Мы трое складывали мозаику из смальты бессчетных минут. Удивительно, что мои друзья так тихо сидели, пока я сочинял музыку; непостижимо, что я терпел их цензорские вмешательства и не позволял своим мыслям уклониться в сторону, заблудиться. Присутствие этих двоих только усиливало мое рвение: я добирался до самых пределов, куда достигает сила воображения, где уже начинается звучание вневременной музыки,
Петер Тигесен издали наблюдал за мной и подстрекал к новым начинаниям. Он тоже указывал — в письмах — формы и инструментовки, в которые, как он полагал, следовало бы отлить то или иное содержание. Такие советы часто мне помогали, поскольку принуждали принимать осознанные решения.
Однако случались дни, недели, месяцы, когда дух мой бездействовал, когда собственная неудовлетворенность раздражала меня, а работа казалась бесцветной и бесполезной.

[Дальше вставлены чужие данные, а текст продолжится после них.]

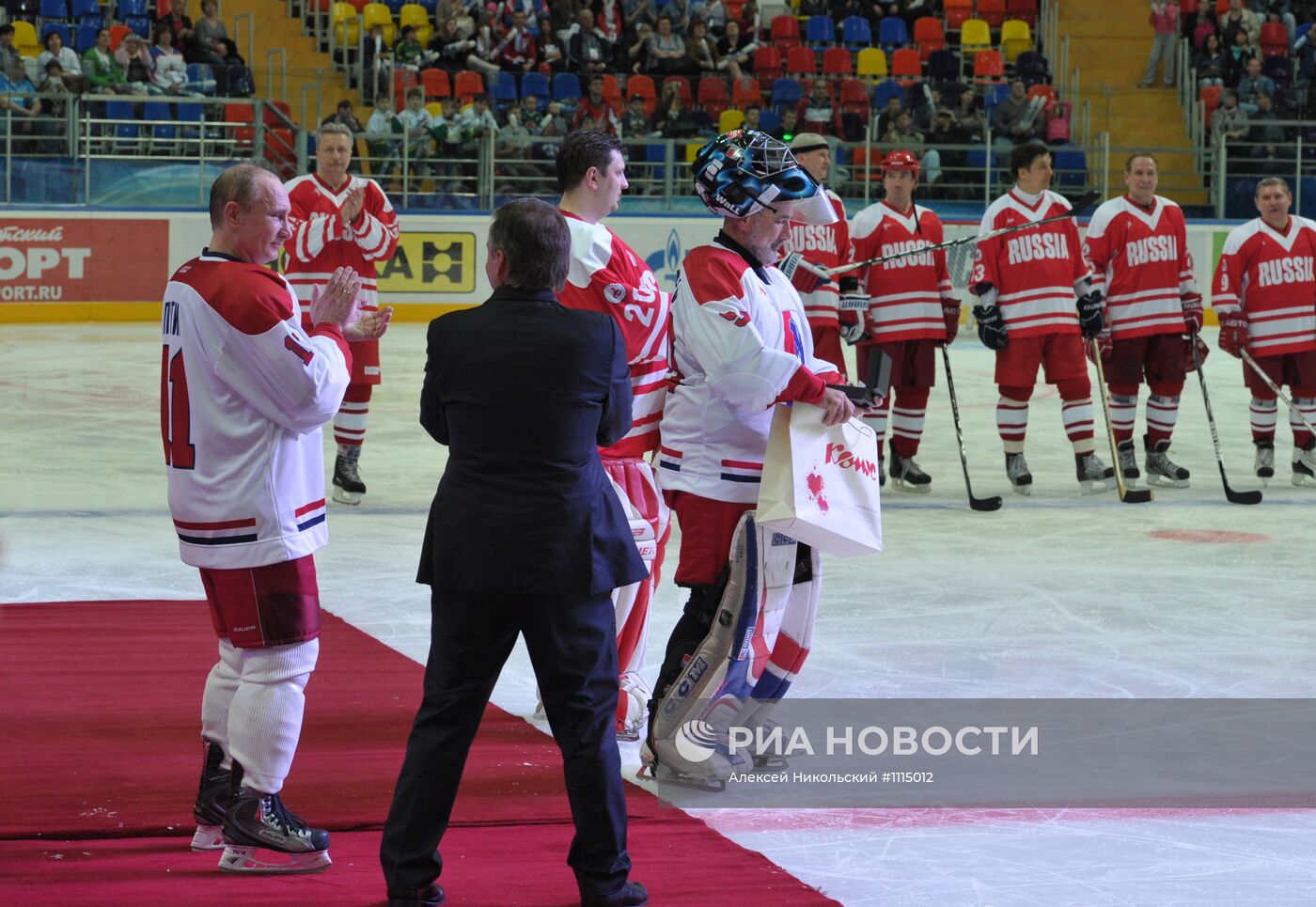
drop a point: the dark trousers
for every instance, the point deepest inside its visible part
(572, 648)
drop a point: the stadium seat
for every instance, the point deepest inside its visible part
(871, 63)
(800, 61)
(892, 32)
(767, 62)
(957, 12)
(467, 85)
(436, 83)
(786, 32)
(930, 36)
(786, 92)
(836, 62)
(566, 87)
(991, 12)
(532, 83)
(905, 65)
(1274, 39)
(820, 32)
(730, 118)
(855, 32)
(974, 36)
(1016, 39)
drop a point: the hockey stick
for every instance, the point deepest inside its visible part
(1230, 495)
(1278, 393)
(1127, 493)
(1089, 197)
(983, 505)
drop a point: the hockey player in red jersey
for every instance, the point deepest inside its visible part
(243, 393)
(607, 275)
(911, 309)
(833, 305)
(339, 220)
(1138, 249)
(1265, 294)
(740, 347)
(1026, 285)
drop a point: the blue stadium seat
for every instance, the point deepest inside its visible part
(786, 92)
(820, 32)
(566, 86)
(892, 32)
(855, 32)
(535, 83)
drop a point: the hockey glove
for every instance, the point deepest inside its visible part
(950, 312)
(991, 327)
(1191, 312)
(1089, 319)
(1233, 334)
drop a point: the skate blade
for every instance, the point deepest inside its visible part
(241, 858)
(208, 837)
(346, 496)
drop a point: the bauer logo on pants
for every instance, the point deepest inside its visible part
(430, 263)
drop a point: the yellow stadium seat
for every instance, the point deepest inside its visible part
(1015, 39)
(872, 63)
(730, 118)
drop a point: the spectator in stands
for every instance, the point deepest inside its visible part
(1230, 120)
(666, 49)
(594, 104)
(818, 111)
(138, 65)
(588, 52)
(1211, 63)
(70, 66)
(1239, 19)
(517, 52)
(102, 71)
(734, 52)
(1252, 85)
(634, 121)
(1164, 19)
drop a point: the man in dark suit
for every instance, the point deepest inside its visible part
(525, 535)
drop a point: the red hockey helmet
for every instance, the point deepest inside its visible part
(901, 161)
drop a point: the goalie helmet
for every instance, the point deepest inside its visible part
(901, 161)
(745, 171)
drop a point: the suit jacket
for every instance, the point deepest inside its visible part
(524, 391)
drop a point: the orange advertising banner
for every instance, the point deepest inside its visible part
(83, 259)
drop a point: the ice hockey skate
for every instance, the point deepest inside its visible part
(1305, 466)
(262, 837)
(1265, 461)
(1094, 477)
(212, 797)
(348, 487)
(907, 476)
(1129, 463)
(1016, 470)
(1161, 470)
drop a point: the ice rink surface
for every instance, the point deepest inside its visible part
(1055, 595)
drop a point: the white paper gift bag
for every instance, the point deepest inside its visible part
(820, 482)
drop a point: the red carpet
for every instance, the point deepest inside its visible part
(101, 720)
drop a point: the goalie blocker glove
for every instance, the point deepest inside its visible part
(991, 327)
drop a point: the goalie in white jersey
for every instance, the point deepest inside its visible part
(740, 345)
(243, 393)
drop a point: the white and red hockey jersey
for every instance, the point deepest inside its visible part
(822, 245)
(1141, 265)
(1035, 272)
(905, 294)
(321, 242)
(1270, 276)
(243, 393)
(740, 344)
(608, 276)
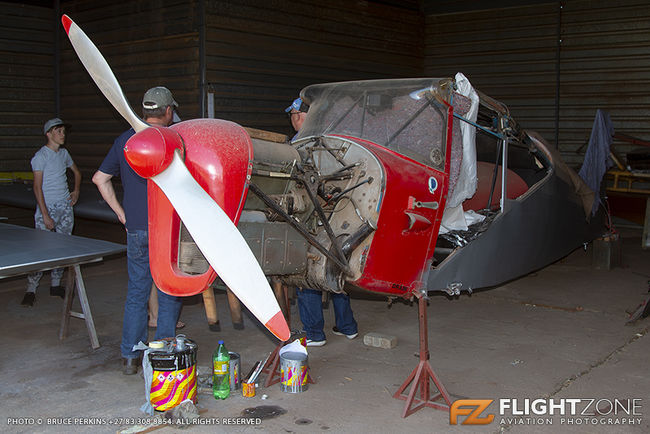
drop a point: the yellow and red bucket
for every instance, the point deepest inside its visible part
(174, 374)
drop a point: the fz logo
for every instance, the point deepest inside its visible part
(472, 408)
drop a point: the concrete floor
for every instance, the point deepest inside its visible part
(557, 333)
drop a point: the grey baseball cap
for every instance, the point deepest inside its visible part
(158, 97)
(55, 122)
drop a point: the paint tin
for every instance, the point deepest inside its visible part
(174, 373)
(248, 390)
(294, 372)
(235, 367)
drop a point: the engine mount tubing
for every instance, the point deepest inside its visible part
(288, 219)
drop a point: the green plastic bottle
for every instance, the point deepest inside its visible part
(221, 372)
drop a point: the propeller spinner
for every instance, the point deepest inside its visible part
(156, 153)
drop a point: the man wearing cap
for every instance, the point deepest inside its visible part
(310, 305)
(158, 109)
(54, 200)
(297, 112)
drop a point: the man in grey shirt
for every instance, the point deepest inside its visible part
(53, 199)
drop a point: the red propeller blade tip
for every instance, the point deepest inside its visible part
(278, 326)
(67, 22)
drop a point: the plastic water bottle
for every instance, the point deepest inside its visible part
(221, 372)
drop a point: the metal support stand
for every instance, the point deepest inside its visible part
(75, 281)
(420, 375)
(272, 365)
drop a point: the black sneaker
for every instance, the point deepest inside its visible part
(131, 365)
(340, 333)
(57, 291)
(28, 299)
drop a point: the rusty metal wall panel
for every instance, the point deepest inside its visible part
(512, 55)
(605, 65)
(147, 43)
(509, 54)
(260, 54)
(26, 82)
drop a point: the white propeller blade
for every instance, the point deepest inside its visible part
(101, 73)
(221, 244)
(213, 231)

Я в такие периоды испытывал отвращение к музыке: пагубное, чудовищное отвращение. Я отвергал не только себя, но и большинство тех музыкантов, чьи имена остаются на слуху. Часто лишь после долгого внутреннего кризиса я начинал искать исцеления возле чистейших источников: у Жоскена, Хенрика Изака, Шейдта с его
— — — — — — — — — — — — — — — — — —
Когда после еще одной долгой зимы наступила страстная весна, а Тутайн и Эгиль, можно сказать, снова сбежали из дома, я почувствовал пустоту и горечь. Мне едва хватило ума, чтобы не броситься, спасаясь от неприкаянности, куда глаза глядят. Я страдал в нашем уединенном жилище. И целыми днями с нетерпением ждал возвращения этих двоих. По вечерам, если они долго отсутствовали, я не мог заснуть, пока не слышал их шаги. Мой мозг, казалось, весь вытек. Невозделанным лежал он под черепной крышкой; внятных музыкальных мыслей не возникало.
Мое состояние было невыносимым и опасным. Появись в тот момент соблазнитель и начни мне что-то нашептывать, я не знаю, на какое предательство или заблуждение он мог бы меня подвигнуть. Но соблазнитель отсутствовал.
Я видел, как солнце и ветер продубили лица обоих моих друзей. Я чувствовал зависть. На пике переживаемой мною катастрофы (не принесшей благодатного оцепенения) я попытался осмыслить свой творческий путь. Внезапное иссякновение моих музыкальных способностей напоминало смертельную агонию при полном сознании. (Это была не усталость.) Я понял, что уже деградировал и продолжаю неудержимо соскальзывать вниз. Я уничтожил некоторые композиции, все еще остававшиеся фрагментами — — единственное, чем я мог ответить на ненавистное молчание во мне. Нет, мои основательные знания в области учений о контрапункте больше мне не помогали. Яснее, чем когда-либо прежде, я сознавал, что отрезан от песнопения земель и морей. От прежних движущих сил моей работы остались только путаные воспоминания. — Со слезами на глазах сидел я перед протяженными ландшафтами органных композиций Дитриха Букстехуде. Да, я с тоскованием сидел на берегу и наблюдал игру этих волн, непостижимо светлые блики и отражения, эту сладкую меланхолию — море, полное живой речи, волнующейся в пассакальях и чаконах, в фугах и токкатах его прелюдий. Перед этими, самыми личными, произведениями музыкальнейшего из всех музыкантов я тяжко печалился о себе самом. Я завидовал Карлу Нильсену, в чьих ушах звучали все народные песни, которые когда-либо пелись на Фюне{378}
, со времен седой древности и до наших дней: все горькие жалобы, и обжигающие любовные чувства, и неистребимый жизненный опыт, заключенные в звуках и музыкальных фразах. — За считаные ночи, подкрепляя себя пуншем, кофе и болтовней, Моцарт написал партитуру «Дон Жуана», потому что музыка звучала в нем столь отчетливо, что он просто не мог потерпеть неудачу. — А к чему предстояло скатиться мне? Какому халтурщику уподобиться?